今年の1月以来、観劇は11ヶ月ぶりになりましたが、
3月にBSフジ「一滴の向こう側」の特集を4週間見ていたので
それほど開いている感じがしません。
今回は、ぎりぎりに取ったので後方の席でしたが、顔の表情も分かりました。
以下、感想はネタバレです。ご了承ください。
11月7日の感想
久しぶりに、公共ホールの全国公演に来たのですが、
青葉の森文化ホールは、千葉寺駅からすごく遠かった・・・
千葉寺までは自宅から1時間10分くらいなんですけれど。
公演までが徒歩10分くらいで、公演の中をさらに歩きます。
大ホールの前のロビーには喫茶店もあるのですが、この日はしまっていてロビーも真っ暗でした。
ですから、会場までは外のベンチにいました。
今回の観劇の主な目的はゾウの九郎衛門です。
九郎衛門は、2名の俳優が樹脂製のゾウに入って操作しています。
全国公演の九郎衛門担当者は6名で、
今日のキャストは東京公演を2回観たときとは違う組み合わせでした。
担当者は動物園でゾウを観察して研究するそうですが、どんなゾウを見てくるかによって、九郎衛門の性格も変わるのだそうです
東京公演で見たときに、九郎衛門の存在感にびっくりしたのですが、
考えてみると、私は大人になってから生きているゾウをちゃんと見たことなかったので、
10月から上野動物園に3回、多摩動物公園に1回行って、アジアゾウを観察しました。
ゾウは、性別、年齢による違いがハッキリしているし、個性も分かりやすいんですね。
さらに見続けていると、顔の特徴や動き方で個体の区別もできました。
そうやってゾウを見てから、九郎衛門を見ると、本物との違いもよくわかりました。
人間の脚の構造と、ゾウの脚とは違うので、関節の曲がり方も違うし、一番違うのは「鼻」ですね。

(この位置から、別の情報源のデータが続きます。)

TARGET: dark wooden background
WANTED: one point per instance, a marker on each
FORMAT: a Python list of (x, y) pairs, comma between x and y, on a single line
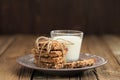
[(42, 16)]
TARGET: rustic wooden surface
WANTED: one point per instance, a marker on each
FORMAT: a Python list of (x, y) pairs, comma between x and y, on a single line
[(42, 16), (107, 46)]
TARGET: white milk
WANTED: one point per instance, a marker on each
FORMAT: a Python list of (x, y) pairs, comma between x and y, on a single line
[(73, 49)]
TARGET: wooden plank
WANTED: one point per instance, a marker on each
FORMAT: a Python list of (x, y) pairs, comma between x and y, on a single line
[(11, 70), (114, 44), (5, 42), (99, 47)]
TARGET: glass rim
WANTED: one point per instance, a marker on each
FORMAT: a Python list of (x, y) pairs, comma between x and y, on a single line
[(71, 32)]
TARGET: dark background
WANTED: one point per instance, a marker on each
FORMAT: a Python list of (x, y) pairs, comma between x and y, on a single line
[(42, 16)]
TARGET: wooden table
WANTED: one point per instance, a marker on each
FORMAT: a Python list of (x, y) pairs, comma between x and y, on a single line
[(107, 46)]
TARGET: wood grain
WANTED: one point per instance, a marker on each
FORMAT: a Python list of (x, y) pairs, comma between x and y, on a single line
[(5, 42), (42, 16), (106, 46), (98, 46), (11, 70)]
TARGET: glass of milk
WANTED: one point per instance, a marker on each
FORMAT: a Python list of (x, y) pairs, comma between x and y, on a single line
[(73, 41)]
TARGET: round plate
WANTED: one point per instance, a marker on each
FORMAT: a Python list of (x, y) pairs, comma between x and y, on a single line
[(28, 61)]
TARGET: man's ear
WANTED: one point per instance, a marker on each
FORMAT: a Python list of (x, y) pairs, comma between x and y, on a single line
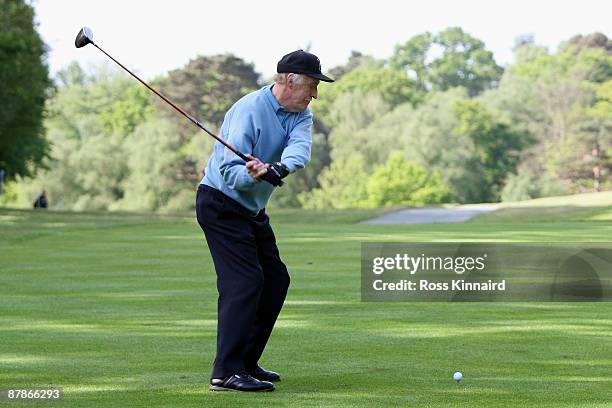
[(291, 80)]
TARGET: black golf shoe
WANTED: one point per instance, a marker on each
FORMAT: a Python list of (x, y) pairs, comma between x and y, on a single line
[(264, 375), (240, 382)]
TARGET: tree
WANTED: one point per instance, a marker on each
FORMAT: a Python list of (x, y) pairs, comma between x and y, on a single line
[(25, 82), (206, 88), (497, 145), (549, 96), (464, 61), (393, 86), (399, 182)]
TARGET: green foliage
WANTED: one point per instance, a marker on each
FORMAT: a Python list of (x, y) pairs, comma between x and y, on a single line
[(399, 182), (525, 185), (24, 84), (497, 145), (206, 88), (130, 108), (342, 185), (554, 98), (154, 181), (464, 61), (393, 86)]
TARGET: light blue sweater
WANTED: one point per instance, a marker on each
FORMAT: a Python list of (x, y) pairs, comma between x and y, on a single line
[(257, 124)]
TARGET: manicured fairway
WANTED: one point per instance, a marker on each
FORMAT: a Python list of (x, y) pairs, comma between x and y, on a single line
[(119, 310)]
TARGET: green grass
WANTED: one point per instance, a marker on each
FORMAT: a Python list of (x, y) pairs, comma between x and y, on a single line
[(120, 311)]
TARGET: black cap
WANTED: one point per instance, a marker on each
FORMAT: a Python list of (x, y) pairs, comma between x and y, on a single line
[(302, 62)]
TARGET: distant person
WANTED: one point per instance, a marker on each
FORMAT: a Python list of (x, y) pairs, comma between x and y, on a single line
[(41, 201)]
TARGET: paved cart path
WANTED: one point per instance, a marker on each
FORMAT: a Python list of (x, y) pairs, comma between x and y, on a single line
[(431, 215)]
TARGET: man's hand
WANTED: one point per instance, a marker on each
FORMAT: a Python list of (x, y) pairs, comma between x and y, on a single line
[(272, 173), (256, 168), (275, 173)]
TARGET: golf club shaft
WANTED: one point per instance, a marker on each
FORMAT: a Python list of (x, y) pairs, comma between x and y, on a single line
[(178, 108)]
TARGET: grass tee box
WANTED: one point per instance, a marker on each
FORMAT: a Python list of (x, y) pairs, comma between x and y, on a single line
[(476, 271), (120, 310)]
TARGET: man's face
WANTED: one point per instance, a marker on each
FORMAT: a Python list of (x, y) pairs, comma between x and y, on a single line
[(300, 94)]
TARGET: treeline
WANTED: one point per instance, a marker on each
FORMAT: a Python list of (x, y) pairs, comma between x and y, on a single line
[(438, 121)]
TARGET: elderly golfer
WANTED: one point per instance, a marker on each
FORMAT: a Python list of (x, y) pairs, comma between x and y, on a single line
[(273, 125)]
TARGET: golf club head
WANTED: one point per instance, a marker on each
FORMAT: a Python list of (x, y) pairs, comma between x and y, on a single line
[(84, 37)]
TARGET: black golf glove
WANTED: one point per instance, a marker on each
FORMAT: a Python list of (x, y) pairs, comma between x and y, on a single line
[(276, 172)]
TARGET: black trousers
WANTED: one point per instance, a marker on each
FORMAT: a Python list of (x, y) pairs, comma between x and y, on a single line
[(252, 281)]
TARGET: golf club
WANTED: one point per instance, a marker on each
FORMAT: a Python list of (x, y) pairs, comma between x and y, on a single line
[(85, 36)]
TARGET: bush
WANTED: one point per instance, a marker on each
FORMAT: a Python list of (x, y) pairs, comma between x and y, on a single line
[(399, 182)]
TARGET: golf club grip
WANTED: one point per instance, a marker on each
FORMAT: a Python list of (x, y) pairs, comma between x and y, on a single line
[(176, 107)]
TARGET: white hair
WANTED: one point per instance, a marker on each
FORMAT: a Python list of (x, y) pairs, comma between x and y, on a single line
[(282, 78)]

九郎衛門の鼻は縦方向の動きだけですが、本物はもっと自在に動きます。
九郎衛門は上野動物園のアティ6才のモニュメントと同じくらいなので、オスのアジアゾウ6、7才の大きさです。
舞台の台詞からするともっと大きい、ということらしいのですが、人が中に入って操作するため大きさに限界があるのでしょう。
子供の頃インドで捕らえられて、中国で曲芸をしながら旅をし、その後日本に来た、という設定ですから、9才か10才くらいなのかな。
キバがないのは造形の関係かもしれませんし、人が飼うために切っている、ということかもしれません。
でも、やっぱり、舞台の上で九郎衛門は生きている「ゾウ」でした。
何気なく後ろの片足を上げているのは、本物のゾウもやっていることです。
そういう細かいところまでよく観察して演技しているんだなあ。
九郎衛門、初めて町の人たちと太郎坊に会った時は、知らない人に囲まれて、緊張して興奮していたんですね。
触る人間もビクビクだけれど、九郎衛門も「触られたあ!」みたいな 笑
それをなだめる「唐の国のお使い」の目線と手が優しい。
おミヨちゃんが、どうしても九郎衛門に会いたくて遠い北の村から一人でやってきた場面。
九郎衛門が少し顔を傾けると、おミヨちゃんの心に寄り添っている感じがします。
元気なとき、楽しいとき、必死なとき、そして最後の場面。生き物としての表情が細やかに伝わってきました。
九郎衛門、東京公演の時よりも動きが大きくなっていたような気がします。
公演を積み重ねて、慣れてこられたのかもしれません。
2幕の戦いのシーンでかなりの勢いで走ったり、後ろ足を揃えて蹴り上げたりするのでびっくりしました。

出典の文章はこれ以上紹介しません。